The following is a response to "What Do "Pretend to Be Poor" Experiments Really Teach Us?"

Earlier this week, Cord Jefferson criticized the Global Poverty Project’s Live Below the Line campaign. Having just completed the challenge, I agree that it is ridiculous to claim that cutting down your food budget for a week can replicate the experience of 1.4 billion people living in extreme poverty. I can confirm that a $1.50-a-day diet, while modest by my usual standards, is a very manageable sacrifice. It is certainly far removed from what I can only imagine is the grinding and thankless day-to-day reality for the world's poor.

However, the Global Poverty Project does not claim, and has never claimed, to reproduce the experience of living in poverty, except in a symbolic way. If we had, we would have deserved every bit of the cynicism directed our way and then some.

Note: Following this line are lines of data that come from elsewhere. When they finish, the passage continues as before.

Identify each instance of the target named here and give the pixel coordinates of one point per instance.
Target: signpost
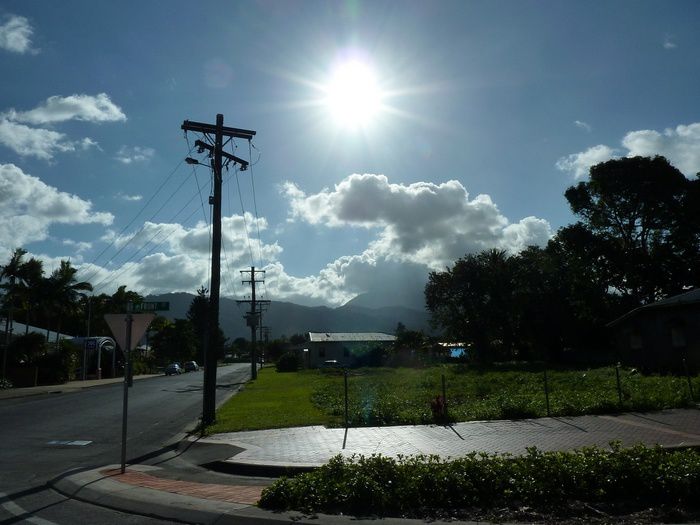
(163, 306)
(127, 330)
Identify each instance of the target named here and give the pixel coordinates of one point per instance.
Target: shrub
(288, 362)
(427, 485)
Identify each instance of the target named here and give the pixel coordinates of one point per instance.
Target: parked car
(191, 366)
(173, 368)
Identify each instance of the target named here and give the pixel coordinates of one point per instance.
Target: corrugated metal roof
(340, 337)
(691, 297)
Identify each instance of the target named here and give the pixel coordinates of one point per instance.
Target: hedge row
(428, 485)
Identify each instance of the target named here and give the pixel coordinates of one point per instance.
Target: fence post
(619, 387)
(690, 383)
(345, 380)
(546, 391)
(444, 398)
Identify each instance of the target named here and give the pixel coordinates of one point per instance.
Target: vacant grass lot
(402, 396)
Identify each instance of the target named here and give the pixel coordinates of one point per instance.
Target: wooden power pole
(253, 316)
(214, 133)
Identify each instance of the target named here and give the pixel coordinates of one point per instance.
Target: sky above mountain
(392, 137)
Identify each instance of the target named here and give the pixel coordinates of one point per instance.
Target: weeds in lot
(402, 396)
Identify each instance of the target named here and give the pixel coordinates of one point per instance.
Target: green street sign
(152, 306)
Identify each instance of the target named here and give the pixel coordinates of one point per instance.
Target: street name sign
(163, 306)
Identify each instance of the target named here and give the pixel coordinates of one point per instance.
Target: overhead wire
(144, 207)
(113, 277)
(255, 206)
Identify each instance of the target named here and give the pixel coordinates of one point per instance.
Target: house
(346, 349)
(660, 336)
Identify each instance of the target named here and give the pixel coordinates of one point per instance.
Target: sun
(352, 95)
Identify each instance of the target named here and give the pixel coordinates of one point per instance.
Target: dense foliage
(638, 240)
(428, 486)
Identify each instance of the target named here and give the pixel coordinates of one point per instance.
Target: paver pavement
(149, 490)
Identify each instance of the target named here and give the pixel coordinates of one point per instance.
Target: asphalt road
(44, 436)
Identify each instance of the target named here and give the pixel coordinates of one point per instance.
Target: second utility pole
(211, 339)
(253, 317)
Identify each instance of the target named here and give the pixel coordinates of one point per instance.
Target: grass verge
(274, 400)
(402, 396)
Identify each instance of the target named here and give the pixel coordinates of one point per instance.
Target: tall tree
(472, 302)
(198, 315)
(635, 208)
(64, 292)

Jefferson called Live Below the Line a "pretend to be poor experiment," the first indicator that he may be missing the point. Firstly, no one is being asked to pretend to be poor. In fact, the effect of living below the line for a week is to make us realize how rich—and lucky—we actually are. Live Below the Line aims to shed light on the poverty of others, not mimic it ourselves.

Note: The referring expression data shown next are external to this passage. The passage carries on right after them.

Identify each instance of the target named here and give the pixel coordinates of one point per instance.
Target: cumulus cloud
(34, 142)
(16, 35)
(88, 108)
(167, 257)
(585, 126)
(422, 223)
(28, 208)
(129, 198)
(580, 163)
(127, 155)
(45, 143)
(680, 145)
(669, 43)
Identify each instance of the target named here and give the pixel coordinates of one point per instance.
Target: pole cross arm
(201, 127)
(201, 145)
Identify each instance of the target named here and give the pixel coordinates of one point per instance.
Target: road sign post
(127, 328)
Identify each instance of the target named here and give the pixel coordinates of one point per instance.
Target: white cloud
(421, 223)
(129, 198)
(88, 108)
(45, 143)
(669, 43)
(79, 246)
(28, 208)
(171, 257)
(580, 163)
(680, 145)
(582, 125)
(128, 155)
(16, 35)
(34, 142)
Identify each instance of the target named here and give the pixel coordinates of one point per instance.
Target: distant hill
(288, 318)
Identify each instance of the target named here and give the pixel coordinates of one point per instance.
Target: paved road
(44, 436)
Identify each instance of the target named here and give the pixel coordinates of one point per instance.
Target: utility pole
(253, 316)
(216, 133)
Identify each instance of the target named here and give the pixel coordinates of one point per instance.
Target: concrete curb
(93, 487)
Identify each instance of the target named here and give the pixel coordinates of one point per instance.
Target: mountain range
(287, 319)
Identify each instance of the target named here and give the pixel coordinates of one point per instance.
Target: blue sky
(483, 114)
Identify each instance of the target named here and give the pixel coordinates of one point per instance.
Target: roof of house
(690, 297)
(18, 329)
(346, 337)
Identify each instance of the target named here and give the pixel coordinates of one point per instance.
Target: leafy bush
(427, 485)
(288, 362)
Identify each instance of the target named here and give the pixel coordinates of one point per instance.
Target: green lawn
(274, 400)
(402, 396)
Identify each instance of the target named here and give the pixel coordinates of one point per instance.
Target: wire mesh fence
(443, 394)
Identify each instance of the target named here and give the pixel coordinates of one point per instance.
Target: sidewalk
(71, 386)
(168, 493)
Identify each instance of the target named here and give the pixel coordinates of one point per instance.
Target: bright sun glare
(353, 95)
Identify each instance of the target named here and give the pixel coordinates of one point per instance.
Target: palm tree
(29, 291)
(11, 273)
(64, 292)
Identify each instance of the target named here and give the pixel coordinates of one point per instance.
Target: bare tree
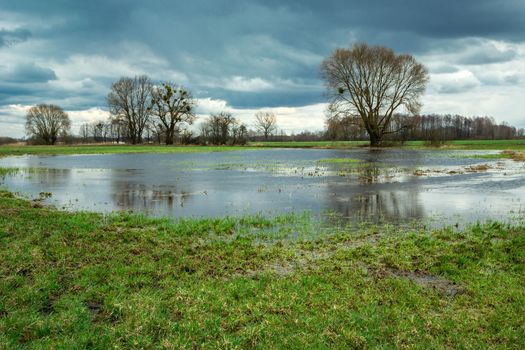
(130, 98)
(173, 106)
(266, 123)
(84, 132)
(117, 127)
(46, 123)
(217, 129)
(372, 82)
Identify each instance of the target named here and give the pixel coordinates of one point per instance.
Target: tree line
(374, 94)
(143, 111)
(428, 127)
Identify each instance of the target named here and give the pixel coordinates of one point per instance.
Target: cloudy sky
(246, 55)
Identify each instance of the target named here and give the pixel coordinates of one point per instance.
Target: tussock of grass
(84, 280)
(339, 160)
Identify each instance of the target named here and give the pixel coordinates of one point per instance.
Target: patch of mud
(478, 168)
(515, 155)
(426, 280)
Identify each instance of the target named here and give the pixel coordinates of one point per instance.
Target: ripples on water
(389, 185)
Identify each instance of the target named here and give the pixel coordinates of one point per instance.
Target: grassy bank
(458, 144)
(83, 280)
(103, 149)
(110, 149)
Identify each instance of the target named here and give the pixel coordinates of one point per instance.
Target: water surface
(390, 185)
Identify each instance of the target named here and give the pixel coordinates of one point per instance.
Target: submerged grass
(110, 149)
(10, 150)
(339, 160)
(84, 280)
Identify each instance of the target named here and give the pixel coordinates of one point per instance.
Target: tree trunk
(169, 137)
(375, 139)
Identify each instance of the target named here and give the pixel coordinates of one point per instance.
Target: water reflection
(381, 185)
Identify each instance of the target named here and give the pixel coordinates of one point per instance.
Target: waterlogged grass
(83, 280)
(518, 144)
(11, 150)
(309, 144)
(110, 149)
(339, 160)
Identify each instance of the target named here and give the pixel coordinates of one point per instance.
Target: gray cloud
(10, 37)
(28, 73)
(250, 53)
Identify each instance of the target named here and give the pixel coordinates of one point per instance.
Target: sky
(250, 55)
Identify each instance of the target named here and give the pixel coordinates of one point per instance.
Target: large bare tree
(372, 82)
(173, 106)
(266, 123)
(46, 123)
(130, 99)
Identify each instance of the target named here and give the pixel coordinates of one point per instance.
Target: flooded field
(440, 187)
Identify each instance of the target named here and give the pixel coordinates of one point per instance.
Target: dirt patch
(515, 155)
(426, 280)
(477, 168)
(94, 306)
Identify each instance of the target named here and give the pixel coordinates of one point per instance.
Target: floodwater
(391, 185)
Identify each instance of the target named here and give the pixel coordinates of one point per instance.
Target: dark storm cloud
(10, 37)
(28, 73)
(270, 49)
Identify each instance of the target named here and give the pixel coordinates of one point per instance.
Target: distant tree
(222, 128)
(46, 123)
(117, 127)
(266, 123)
(84, 132)
(173, 106)
(372, 82)
(130, 99)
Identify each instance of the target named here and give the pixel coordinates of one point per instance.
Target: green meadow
(86, 280)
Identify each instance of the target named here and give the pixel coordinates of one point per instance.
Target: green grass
(339, 160)
(84, 280)
(457, 144)
(10, 150)
(113, 149)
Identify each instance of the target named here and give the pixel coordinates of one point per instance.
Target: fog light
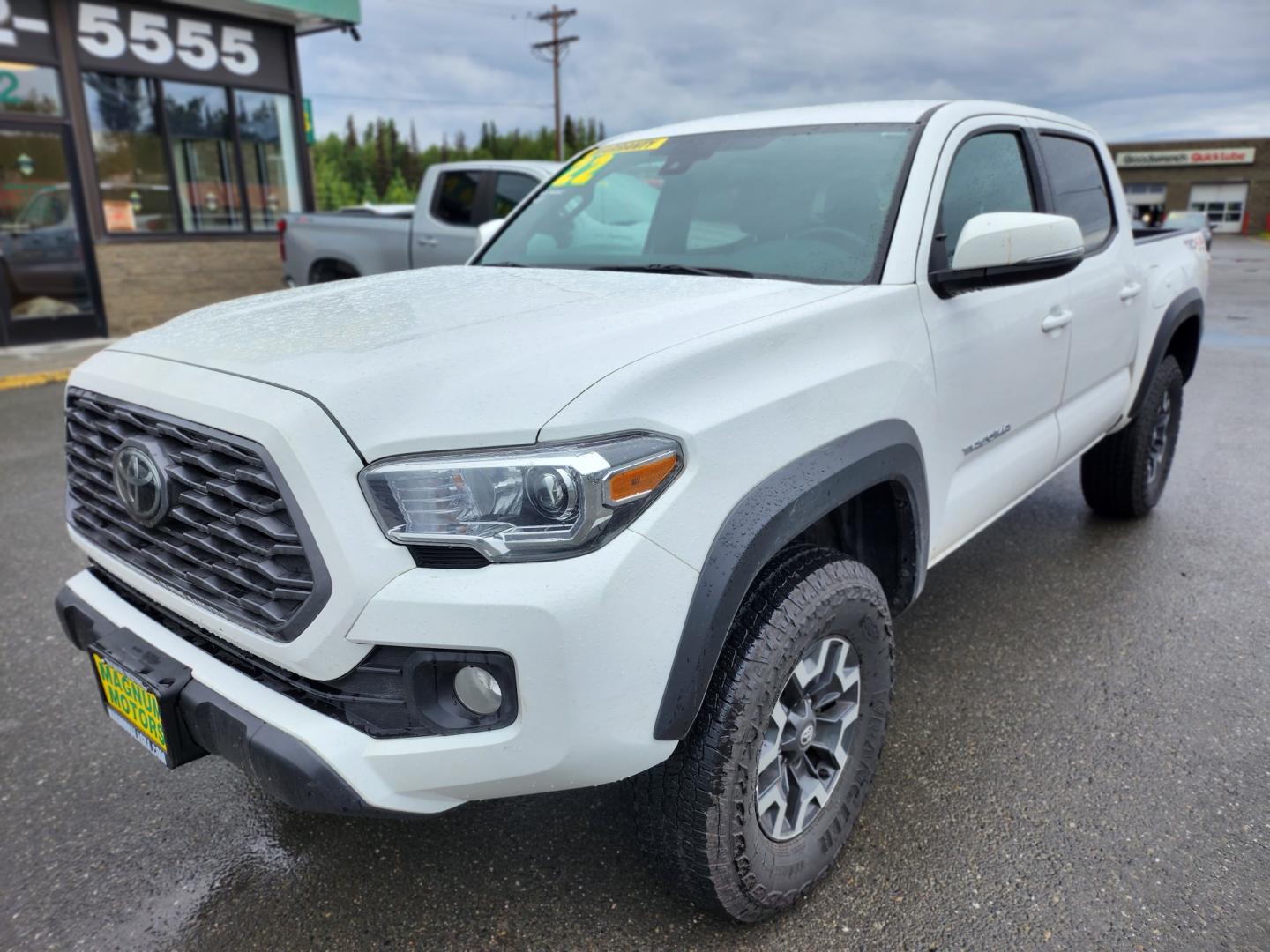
(478, 691)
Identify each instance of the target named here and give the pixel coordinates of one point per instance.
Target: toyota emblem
(141, 482)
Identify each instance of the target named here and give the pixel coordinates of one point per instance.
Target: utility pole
(557, 46)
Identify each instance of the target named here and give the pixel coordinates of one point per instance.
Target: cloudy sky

Secondly, Live Below the Line is not an experiment but a demonstration. Like any advocacy organization, our mission is to build a case for change, partly by highlighting the injustices we aim to correct. We don’t apologize for using symbolic action as a means to achieve this. In fact, what is the alternative? History shows that all protest movements rely on symbols—boycotts, strikes, sit-ins, flags, songs—because if we had the power to change policy immediately, then we wouldn't need to protest. Symbolic action on whatever scale, from the Montgomery Bus Boycott to wearing a simple wristband, is designed to disrupt complacency and force people to think.

Live Below the Line is an effective way to get our message through the static. New audiences are being reached because thousands of supporters take the campaign's message to their network of friends, family, classmates, and co-workers. By personalizing the issue a little, we can make it relevant and memorable. Celebrities like Hugh Jackman have also supported the campaign, bringing the message to millions of new eyes and ears.

We live in a world that could fix the problem of extreme poverty—not overnight, but sooner than most people realize. The global community, through the Millennium Development Goals, has even laid out a realistic plan to make it happen within a generation. Of course no one believes it will be easy. It will take courage and vigilance. At the Global Poverty Project, we won't stop thinking of new and different ways to keep current and future supporters informed and energized for the battles ahead.